Camilo Golgi pudo distinguir, a principios del siglo XX, una tintura negra que permitía identificar las neuronas y su interacción, la Reazione nera. Carolina Magnin retoma el título del experimento para colocar una selección de diapositivas de archivos familiares, científicos y de museos arqueológicos en frascos de laboratorio bio-químico, donde ahora flotan en líquido fijador, el mismo que marcó el comienzo de la fotografía cuando se empezó a emplear en el cuarto oscuro para que la imagen pudiera perdurar en el tiempo.

En este caso, las diapositivas, reveladas hace años, vueltas a exponer a la acción del fijador, acumulan partículas salinas que se adhieren a su superficie y, poco a poco, la destruyen. El trabajo de Magnin observa la persistencia de las imágenes-no la conservación-, su forma de resistir ante lo incontrolable: inmersiones excesivas, lluvias, exposiciones demasiado prolongadas a luces, líquidos, vientos.

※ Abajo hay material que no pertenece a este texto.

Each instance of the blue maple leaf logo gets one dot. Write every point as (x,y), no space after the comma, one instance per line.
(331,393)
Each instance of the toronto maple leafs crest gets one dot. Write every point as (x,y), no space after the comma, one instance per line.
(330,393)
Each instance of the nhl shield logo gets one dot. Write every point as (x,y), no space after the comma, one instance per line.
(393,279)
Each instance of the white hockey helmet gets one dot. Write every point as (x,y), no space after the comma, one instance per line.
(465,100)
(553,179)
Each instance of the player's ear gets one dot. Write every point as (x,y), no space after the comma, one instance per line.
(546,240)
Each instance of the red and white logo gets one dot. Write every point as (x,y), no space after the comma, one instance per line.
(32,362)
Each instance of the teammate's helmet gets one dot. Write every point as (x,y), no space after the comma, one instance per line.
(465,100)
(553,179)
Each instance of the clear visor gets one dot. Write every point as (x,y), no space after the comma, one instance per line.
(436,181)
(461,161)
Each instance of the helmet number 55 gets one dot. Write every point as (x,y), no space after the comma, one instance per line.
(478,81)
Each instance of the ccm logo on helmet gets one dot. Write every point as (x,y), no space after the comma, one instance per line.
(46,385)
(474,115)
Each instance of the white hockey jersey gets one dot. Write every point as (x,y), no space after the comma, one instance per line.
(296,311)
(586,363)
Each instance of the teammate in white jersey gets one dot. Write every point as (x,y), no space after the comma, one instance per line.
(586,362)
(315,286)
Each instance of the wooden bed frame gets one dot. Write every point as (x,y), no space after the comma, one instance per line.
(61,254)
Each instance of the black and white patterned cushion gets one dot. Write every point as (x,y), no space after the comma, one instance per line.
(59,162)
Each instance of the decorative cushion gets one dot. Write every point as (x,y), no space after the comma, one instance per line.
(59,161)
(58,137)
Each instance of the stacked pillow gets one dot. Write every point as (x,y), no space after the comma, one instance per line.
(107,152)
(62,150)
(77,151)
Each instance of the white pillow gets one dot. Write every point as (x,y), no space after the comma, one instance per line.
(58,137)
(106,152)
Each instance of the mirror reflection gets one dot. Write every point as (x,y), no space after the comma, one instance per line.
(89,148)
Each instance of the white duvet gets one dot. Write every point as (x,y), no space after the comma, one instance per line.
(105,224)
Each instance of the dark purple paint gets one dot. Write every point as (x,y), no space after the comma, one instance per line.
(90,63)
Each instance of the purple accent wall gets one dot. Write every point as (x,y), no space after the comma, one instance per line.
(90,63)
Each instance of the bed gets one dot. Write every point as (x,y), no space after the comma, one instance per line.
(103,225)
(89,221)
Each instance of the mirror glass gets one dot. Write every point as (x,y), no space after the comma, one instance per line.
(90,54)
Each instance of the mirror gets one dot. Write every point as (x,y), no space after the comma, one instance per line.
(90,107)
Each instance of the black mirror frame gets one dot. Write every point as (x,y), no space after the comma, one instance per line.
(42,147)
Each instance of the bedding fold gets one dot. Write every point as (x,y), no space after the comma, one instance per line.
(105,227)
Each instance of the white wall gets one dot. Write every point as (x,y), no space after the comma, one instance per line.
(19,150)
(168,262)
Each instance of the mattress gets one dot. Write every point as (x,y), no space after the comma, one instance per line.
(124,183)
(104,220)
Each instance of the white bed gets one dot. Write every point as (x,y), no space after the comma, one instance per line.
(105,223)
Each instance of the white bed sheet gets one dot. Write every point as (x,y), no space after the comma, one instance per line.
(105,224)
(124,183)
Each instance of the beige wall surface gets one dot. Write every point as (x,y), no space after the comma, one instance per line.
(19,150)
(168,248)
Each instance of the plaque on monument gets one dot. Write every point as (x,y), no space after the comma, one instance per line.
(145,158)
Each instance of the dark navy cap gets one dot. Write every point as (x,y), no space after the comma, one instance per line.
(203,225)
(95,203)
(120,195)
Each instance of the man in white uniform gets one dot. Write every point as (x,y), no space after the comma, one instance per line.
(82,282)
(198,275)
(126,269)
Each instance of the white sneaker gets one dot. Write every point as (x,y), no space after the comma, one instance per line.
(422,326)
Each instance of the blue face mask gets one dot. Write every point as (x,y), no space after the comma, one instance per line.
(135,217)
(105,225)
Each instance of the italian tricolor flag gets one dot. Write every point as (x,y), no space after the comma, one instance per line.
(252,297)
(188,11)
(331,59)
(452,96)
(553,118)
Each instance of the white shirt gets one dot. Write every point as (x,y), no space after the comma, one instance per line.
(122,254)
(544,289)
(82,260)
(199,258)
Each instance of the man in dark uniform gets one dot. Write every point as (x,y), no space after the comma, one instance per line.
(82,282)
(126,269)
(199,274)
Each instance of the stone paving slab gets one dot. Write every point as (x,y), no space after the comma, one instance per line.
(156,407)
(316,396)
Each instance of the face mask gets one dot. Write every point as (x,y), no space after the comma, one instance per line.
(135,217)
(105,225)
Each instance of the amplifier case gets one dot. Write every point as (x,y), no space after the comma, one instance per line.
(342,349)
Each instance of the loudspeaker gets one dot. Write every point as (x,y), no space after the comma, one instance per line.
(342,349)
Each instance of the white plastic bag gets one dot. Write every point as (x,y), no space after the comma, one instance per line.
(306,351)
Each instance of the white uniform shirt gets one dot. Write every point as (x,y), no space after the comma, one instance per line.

Reazione nera reúne lo que, en la imaginación, sería el laboratorio científico y el fotográfico. La experimentación controlada choca con el desborde de la fantasía, la tintura negra se expande desde las neuronas hacia las paredes. El recorrido atraviesa transparencias y proyecciones, huellas de un pasado que, siendo inalterable, se modifica ante el paso del tiempo. Mientras tanto, el experimento de Magnin insiste en retornar sobre las mismas imágenes como dando vueltas alrededor de un solo centro, en forma de ronda o de espiral, sin volver jamás sobre las mismas pisadas.